Fig. (1).

Interactome based therapeutic discovery paradigm used by the CANDO platform. Humans typically ingest a therapeutic drug (a small molecule or a biologic agent) with the goal of targeting particular indications (including infectious, inherited, and neoplastic diseases). The schematics for drug, disease and mechanism were adapted and modified from Servier Medical Art under Creative Commons CC-BY license. The visualization of the network of interaction between imatinib and its interactome was made using the STITCH4 platform [153]. In terms of mechanism, a given drug works by binding to one or more target proteins of interest, but also binds to other proteins causing off-target (neutral) and anti-target (negative) side effects.

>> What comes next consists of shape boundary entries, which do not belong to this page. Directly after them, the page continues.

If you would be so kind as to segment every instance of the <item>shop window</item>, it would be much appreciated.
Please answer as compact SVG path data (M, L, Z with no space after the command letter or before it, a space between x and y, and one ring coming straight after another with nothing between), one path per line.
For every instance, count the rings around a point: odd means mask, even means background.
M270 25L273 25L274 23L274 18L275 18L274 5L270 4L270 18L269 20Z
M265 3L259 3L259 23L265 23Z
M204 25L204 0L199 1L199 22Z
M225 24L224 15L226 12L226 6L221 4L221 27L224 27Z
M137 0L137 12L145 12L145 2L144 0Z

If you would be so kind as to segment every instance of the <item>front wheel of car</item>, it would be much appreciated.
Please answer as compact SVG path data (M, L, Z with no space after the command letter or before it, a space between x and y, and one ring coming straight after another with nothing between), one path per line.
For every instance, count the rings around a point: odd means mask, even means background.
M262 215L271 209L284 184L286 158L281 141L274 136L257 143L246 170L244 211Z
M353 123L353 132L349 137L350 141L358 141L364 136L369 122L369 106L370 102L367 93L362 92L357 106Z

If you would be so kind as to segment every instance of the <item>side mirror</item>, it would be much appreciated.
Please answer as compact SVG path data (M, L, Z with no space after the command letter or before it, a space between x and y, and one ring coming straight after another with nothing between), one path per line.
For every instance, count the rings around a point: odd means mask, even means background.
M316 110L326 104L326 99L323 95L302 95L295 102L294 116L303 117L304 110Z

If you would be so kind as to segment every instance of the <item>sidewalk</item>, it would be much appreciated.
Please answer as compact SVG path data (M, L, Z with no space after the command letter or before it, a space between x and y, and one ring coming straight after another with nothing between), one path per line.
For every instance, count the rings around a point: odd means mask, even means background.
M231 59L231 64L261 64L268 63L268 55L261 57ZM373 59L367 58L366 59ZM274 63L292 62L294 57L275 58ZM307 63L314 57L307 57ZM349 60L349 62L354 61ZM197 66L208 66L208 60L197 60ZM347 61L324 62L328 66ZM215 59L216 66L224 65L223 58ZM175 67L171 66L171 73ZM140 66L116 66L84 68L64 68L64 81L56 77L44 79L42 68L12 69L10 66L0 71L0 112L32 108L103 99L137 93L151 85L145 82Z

The CANDO platform makes interaction predictions for "all drugs" (currently a library of 3733 human approved compounds) against "all proteins" (currently a library of 48,278 proteins) to determine its efficacy against whole systems of interest, thereby enabling it to make putative drug predictions for “all” indications (that the library of drugs are currently approved for) simultaneously by performing comparative analyses of drug-proteome interaction signatures. In contrast to traditional drug discovery approaches focused on single targets, our innovative paradigm inverts the traditional one by first compiling a library of compounds/drugs that are safe to ingest with established side effects, and the shotgun virtual screen against whole proteomes/interactomes enables drug predictions for all indications simultaneously.